Sin embargo, en ninguna parte se tipifican ni se aplican penas por los delitos que afectan a los ganaderos. “Existen actividades ilícitas como abigeato, hurto, robo, invasiones, tala y quema, entre otras, que dañan la producción nacional y atentan contra la seguridad agroalimentaria de Venezuela”, subraya un dirigente gremial.
Penal
Fedenaga promovió en 2021 ante la Asamblea Nacional la discusión de un anteproyecto de reforma de la Ley Penal de Protección de la Actividad Ganadera. En su exposición de motivos, aquella propuesta indicaba que “en Venezuela existe un aumento de los índices del delito de hurto sobre ganado”, y denunciaba que “el abigeato se ha potenciado en los últimos años atentando contra la vida de productores y trabajadores del campo”.

La iniciativa de los productores tipificaba delitos y planteaba directamente penas de hasta 20 años de prisión contra el robo de ganado a mano armada, y un máximo de 18 años de cárcel para castigar a quien “mediante violencia o amenaza de graves daños inmediatos a personas o cosas”, se apodere de una o varias cabezas de ganado.
“Quien beneficie una o varias cabezas de ganado ajeno, sin consentimiento de su dueño o de quien deba darlo, será penado con presidio de seis a diez años”, expone el artículo 12 del anteproyecto, que terminó siendo engavetado por el oficialismo.
Sin respuesta
Otro de los productores consultados subraya que “la urgencia de sacar una ley es para proteger el rebaño con penas de cárcel, porque ahora mismo capturan a un delincuente robando reses, pasa dos días en un calabozo y de inmediato lo liberan”.

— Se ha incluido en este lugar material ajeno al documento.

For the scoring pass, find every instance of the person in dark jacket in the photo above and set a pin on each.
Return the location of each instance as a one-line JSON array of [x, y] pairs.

Cuestiona que el proyecto que impulsa el Parlamento dirigido por Jorge Rodríguez habla de “modernización tecnológica”, “trazabilidad biométrica” y guías de movilización, mientras el Ministerio de Agricultura, a cargo del general Vladimir Padrino López, no cuenta con la infraestructura básica y se terminan haciendo inspecciones vía telefónica por la ausencia de vehículos para trasladarse a las zonas.
“La expansión de la frontera agropecuaria viene acompañada del desarrollo rural, diversificando y mejorando las actividades productivas con la transformación de las materias primas. Pero primero lo primero: necesitamos confianza, seguridad y justicia”, demandan los productores.